Дом Наркомфина
«Ребят, расслабьтесь, вы не будете нас контролировать»: новая жизнь Наркомфина
Квартиры в доме Наркомфина купят друзья владельца, вместо готовки борща нужно ходить в «Кофеманию», а Шуховскую башню лучше пересобрать в Новой Москве: «Город» поговорил с главой группы «Коперник» Александром Сенаторовым о будущем строений-памятников.
- В 2007 году, когда вы занялись домом Наркомфина, то хотели делать бутик-отель, а теперь что там будет?
- В новой концепции мы сохраняем функцию, заложенную в первоначальный проект Моисея Гинзбурга. Жилой корпус остается жилым, тут будут частные квартиры. Коммунальный корпус остается публичным пространством: там, где была столовая — будет ресторан; где планировался детский сад — будет детский игровой центр. Ну и конечно, мы вернем дому первоначальный облик, который он потерял из-за того, что был застроен первый этаж. К тому же к коммунальному корпусу практичные люди пристроили гаражи и верхний ярус, а общее остекление они поделили на обычные окошки — ну чтоб открывались. Плюс сильно пострадал фасад, который был сделан из так называемого камышита — последний слог слова «шит» лучше всего характеризует этот материал.
- Можно сказать, камышит — это инновационный для того времени, но совсем не прочный материал.
- Ну как бы вам объяснить литературно? Восемьдесят лет назад из говна пытались что-нибудь слепить. Никаких иллюзий о том, что мы в значительной степени сможем восстановить этот фасад из оригинального материала, у нас нет. Но с точки зрения экстерьера выглядеть новый фасад будет так же. Это к разговору о наследии — тот, кто не жертвует малым, теряет все. Ключевая ценность дома в его уникальных планировочных решениях — это мы сохраним. Но камышит уходит в историю.

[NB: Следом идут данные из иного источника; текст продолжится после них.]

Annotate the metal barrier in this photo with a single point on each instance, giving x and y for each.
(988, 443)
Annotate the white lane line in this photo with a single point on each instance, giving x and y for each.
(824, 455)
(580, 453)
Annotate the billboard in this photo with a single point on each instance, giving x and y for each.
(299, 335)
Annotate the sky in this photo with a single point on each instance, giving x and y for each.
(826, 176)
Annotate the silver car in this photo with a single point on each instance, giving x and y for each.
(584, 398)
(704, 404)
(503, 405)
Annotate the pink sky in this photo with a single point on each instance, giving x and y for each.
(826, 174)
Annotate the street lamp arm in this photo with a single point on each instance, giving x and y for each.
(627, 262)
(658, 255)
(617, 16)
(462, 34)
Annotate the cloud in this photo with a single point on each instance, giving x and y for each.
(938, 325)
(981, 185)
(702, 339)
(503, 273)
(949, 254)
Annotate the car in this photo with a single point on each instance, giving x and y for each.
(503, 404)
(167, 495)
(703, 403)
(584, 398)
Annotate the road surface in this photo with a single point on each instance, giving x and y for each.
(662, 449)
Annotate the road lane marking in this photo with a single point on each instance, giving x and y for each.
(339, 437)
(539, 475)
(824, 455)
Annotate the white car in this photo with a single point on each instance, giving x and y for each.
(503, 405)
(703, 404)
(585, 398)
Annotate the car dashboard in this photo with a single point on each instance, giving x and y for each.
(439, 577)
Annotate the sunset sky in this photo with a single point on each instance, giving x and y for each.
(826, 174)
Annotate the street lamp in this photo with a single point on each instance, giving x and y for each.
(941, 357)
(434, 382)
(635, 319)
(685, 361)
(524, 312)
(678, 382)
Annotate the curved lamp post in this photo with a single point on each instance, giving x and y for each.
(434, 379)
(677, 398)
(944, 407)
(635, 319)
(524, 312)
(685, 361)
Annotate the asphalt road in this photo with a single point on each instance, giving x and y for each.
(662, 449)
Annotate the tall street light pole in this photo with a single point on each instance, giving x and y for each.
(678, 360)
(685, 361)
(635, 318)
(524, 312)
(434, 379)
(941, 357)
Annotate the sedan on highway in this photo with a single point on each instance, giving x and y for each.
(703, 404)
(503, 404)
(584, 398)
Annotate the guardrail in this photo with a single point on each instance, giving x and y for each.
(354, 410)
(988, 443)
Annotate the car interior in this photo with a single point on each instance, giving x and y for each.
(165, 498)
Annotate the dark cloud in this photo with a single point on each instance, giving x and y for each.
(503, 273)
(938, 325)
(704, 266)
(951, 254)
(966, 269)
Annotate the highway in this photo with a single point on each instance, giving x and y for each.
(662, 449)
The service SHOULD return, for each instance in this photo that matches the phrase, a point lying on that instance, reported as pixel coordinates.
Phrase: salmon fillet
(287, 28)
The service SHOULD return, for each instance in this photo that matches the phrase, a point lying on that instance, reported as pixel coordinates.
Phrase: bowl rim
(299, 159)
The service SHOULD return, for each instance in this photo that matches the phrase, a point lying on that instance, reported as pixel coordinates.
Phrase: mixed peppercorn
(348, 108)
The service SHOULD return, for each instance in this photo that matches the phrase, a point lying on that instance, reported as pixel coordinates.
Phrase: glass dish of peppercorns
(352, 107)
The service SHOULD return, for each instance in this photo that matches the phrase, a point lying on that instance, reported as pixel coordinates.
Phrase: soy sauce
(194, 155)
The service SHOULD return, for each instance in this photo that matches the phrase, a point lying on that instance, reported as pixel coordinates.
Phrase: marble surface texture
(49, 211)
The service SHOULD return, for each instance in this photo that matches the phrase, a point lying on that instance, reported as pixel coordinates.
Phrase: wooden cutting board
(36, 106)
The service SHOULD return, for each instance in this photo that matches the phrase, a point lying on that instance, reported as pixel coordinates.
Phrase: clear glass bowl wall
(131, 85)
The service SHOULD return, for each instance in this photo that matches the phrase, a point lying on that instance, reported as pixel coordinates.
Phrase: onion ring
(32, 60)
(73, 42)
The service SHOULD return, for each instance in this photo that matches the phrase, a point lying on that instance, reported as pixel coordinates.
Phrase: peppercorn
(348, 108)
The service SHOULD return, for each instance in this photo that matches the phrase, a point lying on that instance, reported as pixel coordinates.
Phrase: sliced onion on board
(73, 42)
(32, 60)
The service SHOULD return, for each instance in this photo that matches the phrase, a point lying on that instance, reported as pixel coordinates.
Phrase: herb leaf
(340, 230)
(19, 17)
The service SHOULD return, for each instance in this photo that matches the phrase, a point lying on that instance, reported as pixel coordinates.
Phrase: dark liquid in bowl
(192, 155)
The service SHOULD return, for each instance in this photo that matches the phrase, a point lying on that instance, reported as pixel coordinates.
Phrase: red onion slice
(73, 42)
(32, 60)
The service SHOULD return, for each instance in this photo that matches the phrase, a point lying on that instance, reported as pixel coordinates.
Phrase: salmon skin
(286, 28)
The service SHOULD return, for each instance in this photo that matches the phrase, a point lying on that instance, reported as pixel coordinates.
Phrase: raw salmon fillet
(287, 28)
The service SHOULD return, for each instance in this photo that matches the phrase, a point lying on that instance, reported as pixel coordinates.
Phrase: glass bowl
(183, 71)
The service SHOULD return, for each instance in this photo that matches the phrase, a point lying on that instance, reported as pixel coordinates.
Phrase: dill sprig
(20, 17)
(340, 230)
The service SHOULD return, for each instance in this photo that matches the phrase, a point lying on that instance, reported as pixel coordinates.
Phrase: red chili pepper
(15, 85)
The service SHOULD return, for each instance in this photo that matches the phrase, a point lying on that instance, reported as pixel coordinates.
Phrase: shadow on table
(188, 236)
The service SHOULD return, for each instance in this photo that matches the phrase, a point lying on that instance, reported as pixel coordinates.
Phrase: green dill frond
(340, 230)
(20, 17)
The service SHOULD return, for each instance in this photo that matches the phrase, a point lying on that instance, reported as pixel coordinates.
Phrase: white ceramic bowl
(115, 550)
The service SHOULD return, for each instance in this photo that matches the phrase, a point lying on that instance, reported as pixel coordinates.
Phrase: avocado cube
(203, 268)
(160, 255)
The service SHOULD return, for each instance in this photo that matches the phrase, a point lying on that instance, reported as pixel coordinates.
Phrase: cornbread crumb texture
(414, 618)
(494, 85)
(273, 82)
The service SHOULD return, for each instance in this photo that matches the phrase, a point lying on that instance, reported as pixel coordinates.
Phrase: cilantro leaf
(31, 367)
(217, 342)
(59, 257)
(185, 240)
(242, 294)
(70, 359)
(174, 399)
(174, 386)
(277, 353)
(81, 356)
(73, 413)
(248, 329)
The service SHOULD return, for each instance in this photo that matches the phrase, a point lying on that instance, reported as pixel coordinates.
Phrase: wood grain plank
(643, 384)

- В 2007 году ваша команда экспертов, в том числе внук архитектора Гинзбурга, подготовила проект реставрации. Мосгорнаследие его согласовало. Почему вы решили менять проект и звать другого архитектора?

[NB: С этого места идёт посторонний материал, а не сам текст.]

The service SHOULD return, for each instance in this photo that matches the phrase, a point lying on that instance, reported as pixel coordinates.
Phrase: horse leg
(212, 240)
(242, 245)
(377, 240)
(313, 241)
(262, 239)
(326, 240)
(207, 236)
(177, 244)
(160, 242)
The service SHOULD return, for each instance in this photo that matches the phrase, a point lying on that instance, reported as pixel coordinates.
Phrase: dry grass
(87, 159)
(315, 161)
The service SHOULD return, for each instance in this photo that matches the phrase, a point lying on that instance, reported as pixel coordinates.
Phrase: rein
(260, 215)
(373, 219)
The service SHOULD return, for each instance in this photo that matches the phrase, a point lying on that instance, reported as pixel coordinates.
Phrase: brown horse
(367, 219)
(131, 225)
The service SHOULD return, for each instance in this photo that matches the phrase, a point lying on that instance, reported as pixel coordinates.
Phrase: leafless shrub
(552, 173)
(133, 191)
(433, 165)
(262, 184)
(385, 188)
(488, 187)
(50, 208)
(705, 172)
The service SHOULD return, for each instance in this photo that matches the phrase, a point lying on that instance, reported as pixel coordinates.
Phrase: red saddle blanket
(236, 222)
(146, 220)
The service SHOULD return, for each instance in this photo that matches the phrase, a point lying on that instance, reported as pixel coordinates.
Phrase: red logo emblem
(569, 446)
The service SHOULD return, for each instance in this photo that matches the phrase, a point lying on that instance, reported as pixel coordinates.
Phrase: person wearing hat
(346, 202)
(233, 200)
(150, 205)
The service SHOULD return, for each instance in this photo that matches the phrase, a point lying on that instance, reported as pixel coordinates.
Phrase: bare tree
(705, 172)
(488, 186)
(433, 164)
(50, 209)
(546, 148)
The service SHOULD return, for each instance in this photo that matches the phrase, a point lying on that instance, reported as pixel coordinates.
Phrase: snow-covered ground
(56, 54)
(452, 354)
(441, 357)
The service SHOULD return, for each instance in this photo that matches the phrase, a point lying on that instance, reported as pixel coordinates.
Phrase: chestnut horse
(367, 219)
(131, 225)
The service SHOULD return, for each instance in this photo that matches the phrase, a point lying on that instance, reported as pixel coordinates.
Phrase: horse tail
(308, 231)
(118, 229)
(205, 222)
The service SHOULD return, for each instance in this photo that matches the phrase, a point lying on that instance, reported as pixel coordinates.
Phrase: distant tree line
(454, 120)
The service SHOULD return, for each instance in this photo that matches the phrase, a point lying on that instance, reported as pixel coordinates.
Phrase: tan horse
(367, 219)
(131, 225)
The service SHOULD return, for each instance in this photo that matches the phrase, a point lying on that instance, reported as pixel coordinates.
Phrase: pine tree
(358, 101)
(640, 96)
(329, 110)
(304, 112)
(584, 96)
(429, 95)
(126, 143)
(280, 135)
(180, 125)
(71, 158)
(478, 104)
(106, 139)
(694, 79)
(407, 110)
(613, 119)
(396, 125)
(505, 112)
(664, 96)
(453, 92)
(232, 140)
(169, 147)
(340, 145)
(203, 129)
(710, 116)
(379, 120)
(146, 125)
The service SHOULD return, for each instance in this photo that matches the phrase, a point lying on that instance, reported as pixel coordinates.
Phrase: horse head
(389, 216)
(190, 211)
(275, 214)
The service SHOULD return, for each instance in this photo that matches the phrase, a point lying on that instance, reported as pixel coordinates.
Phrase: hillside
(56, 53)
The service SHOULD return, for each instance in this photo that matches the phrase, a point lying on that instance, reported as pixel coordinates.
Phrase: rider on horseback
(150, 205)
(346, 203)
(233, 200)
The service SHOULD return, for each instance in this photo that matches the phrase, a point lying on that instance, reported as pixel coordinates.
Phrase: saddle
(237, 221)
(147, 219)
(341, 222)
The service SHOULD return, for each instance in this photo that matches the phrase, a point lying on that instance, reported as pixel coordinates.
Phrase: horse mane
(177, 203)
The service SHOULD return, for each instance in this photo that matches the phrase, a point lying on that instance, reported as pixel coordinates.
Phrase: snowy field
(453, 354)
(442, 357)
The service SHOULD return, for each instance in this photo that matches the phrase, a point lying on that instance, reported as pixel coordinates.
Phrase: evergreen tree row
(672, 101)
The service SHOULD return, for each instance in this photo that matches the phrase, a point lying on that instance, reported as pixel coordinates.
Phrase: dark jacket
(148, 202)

- Мы отказались от мысли делать бутик-отель потому, что не очень удобно его здесь делать. Эти квартиры хороши для жизни, но бестолковы как гостиничные номера. Такие большие апартаменты должны были бы стоить порядка $1500–2000 в сутки, чтобы гостиница была рентабельной. Никто не будет платить такие деньги — это еще притом, что мы не соответствуем никаким нормам для людей с ограниченными возможностями, тут элементарно в каждой квартире лестница. С тех пор как мы начали заниматься этим проектом, прошел кризис, прошел период плодотворного сотрудничества с краснознаменным Альфа-банком (Сенаторов несколько лет судился с банком. — Прим. ред.) — так что у нас было достаточно времени, чтобы разобраться в себе, в доме и в том, что тут стоит делать.
- Нынешний архитектор проекта — Николай Переслегин, советник руководителя Мосгорнаследия. То есть исполнитель и контролирующий орган тесно связаны. А будет ли, как того требуют активисты и историки архитектуры, какой-либо независимый наблюдательный экспертный совет?

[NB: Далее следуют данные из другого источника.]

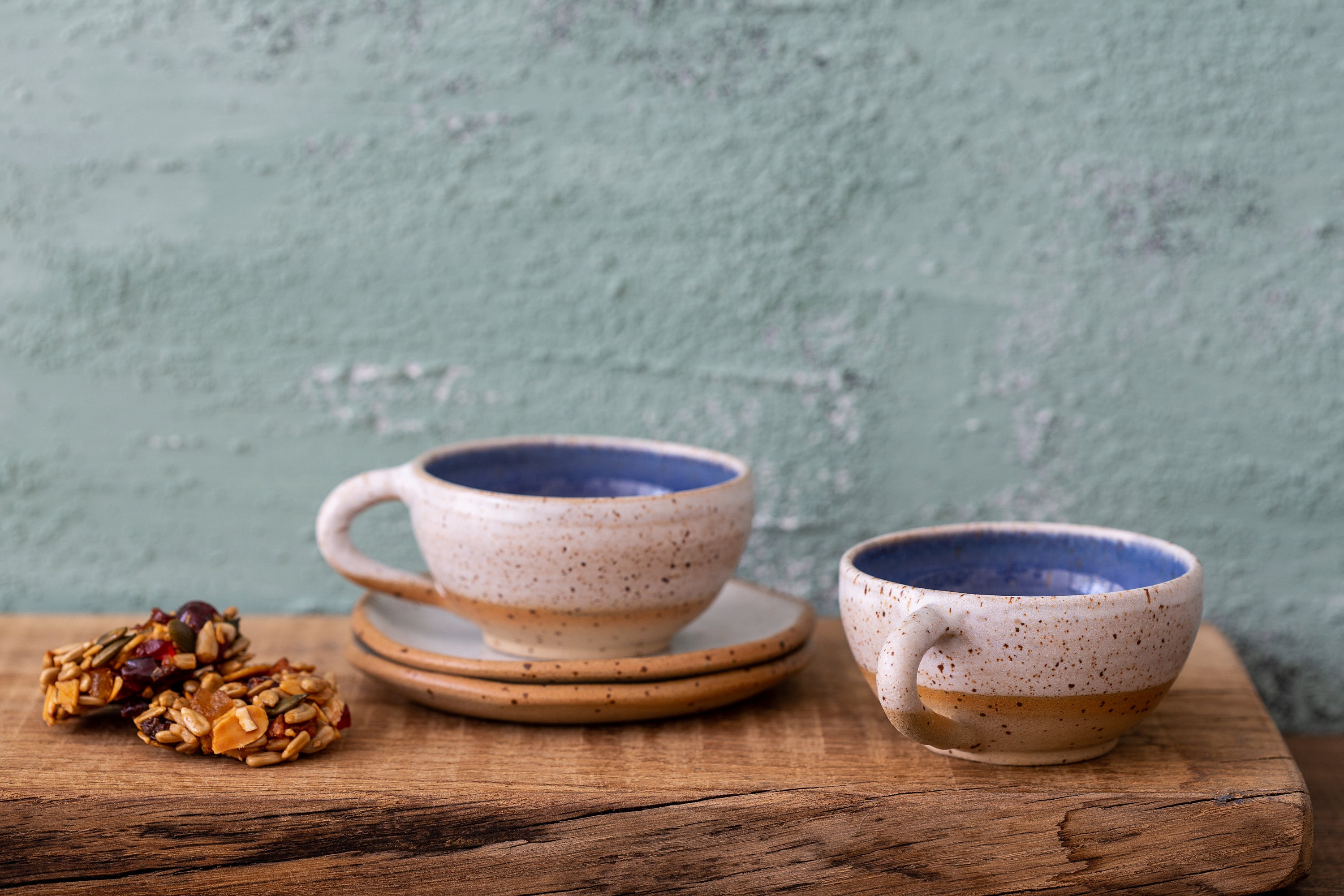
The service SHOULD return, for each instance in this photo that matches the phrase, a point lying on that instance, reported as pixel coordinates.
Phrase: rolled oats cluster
(190, 685)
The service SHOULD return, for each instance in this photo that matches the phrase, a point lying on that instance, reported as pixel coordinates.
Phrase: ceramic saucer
(744, 626)
(566, 703)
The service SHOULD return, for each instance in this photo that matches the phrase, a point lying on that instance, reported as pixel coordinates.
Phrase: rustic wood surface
(1322, 761)
(803, 788)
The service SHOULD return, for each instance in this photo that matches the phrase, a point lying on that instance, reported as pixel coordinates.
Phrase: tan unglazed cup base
(1018, 730)
(538, 633)
(1047, 758)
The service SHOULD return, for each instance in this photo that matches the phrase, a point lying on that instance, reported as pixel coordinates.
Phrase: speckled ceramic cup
(558, 547)
(1019, 644)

- Самые главные регуляторы этого проекта — это наш здравый смысл и совесть. Тут должен быть один человек, который принимает решения. Им буду я.
- Это прекрасно, когда есть добрая воля и здравый смысл. Но еще лучше, когда есть система, способная себя регулировать.
- У нас в стране нет никакой системы. Институциональность — это вообще не про нашу страну. И с какого перепугу именно здесь, при реставрации дома Наркомфина, мы должны построить некую систему, которая, видите ли, станет оберегать этот прекрасный памятник от инвестора, который уже вложил в него много лет своей жизни и несколько миллионов долларов своих денег? Пару месяцев назад мы встречались с этой обеспокоенной общественностью. Пришли люди, настроенные в разной степени агрессивно, задали вопросы и получили на них все ответы. Я показал им концепцию и все подробно рассказал. Но они уже встали на тропу войны и через некоторое время прислали письмо с вопросом: «А как же мы будем вас контролировать?» Ребят, расслабьтесь, никак вы не будете нас контролировать. И без вашего общественного контроля с нас достаточно официальной процедуры в Мосгорнаследии. Опыта реставрации конструктивизма нет ни у кого в нашей стране. А в мире таких, кто делал эту эпоху, наскребется, может быть, пара человек. Основа успеха — это мой здравый смысл и мой опыт. Я построил в Москве многое. Я понимаю, как решить задачи, которые еще никто не решал.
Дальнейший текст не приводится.